French AI startup Mistral has released its first model that can process not only text but also images.
A 12 billion parameter model called Pixtral 12B is about 24 GB in size. Parameters roughly correspond to the model's ability to solve a problem, and models with more parameters generally perform better than models with fewer parameters.
Built on one of Mistral's text models, Nemo 12B, the new model can answer questions about any number and size of images, given either the image URLs or images encoded using base64 (a binary-to-text encoding method). Like other multimodal models such as Anthropic's Claude family and OpenAI's GPT-4o, Pixtral 12B should, at least in theory, be able to perform tasks such as captioning images or counting the number of objects in a photo.
Pixtral 12B is available via GitHub and a torrent link from AI and machine learning development platform Hugging Face, and can be downloaded, tweaked, and used under Mistral's standard development license, which requires a paid license for commercial applications but not for research or academic use.
However, Mistral has not yet clarified which license applies to the Pixtral 12B. The startup offers some models (but not all) without restrictions under the Apache 2.0 license. We've reached out to Mistral PR for more information and will update this post if we hear back.
Unfortunately, I wasn't able to try out Pixtral 12B because there was no working web demo available at the time of publishing. In a post on X, Mistral's head of developer relations, Sophia Yang, said that Pixtral 12B will soon be available for testing on Mistral's chatbot and API delivery platforms, Le Chat and Le Platforme.
It is unclear what image data Mistral used in developing the Pixtral 12B.

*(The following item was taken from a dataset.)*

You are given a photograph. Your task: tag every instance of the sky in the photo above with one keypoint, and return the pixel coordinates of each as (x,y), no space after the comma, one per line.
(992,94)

Most generative AI models, including Mistral's other models, are trained on vast amounts of public data from the web, which is often protected by copyright. Some model vendors argue that “fair use” rights allow them to scrape public data freely, but many copyright holders disagree and have filed lawsuits against major vendors such as OpenAI and Midjourney to block the practice.
Pixtral 12B was announced after Mistral closed a $645 million funding round led by General Catalyst, which valued the company at $6 billion. Founded just over a year ago, Mistral (with Microsoft as a minority investor) is seen by many in the AI community as Europe's answer to OpenAI. The young company's strategy thus far has been to release free “open” models, charge for managed versions of those models, and offer consulting services to enterprise customers.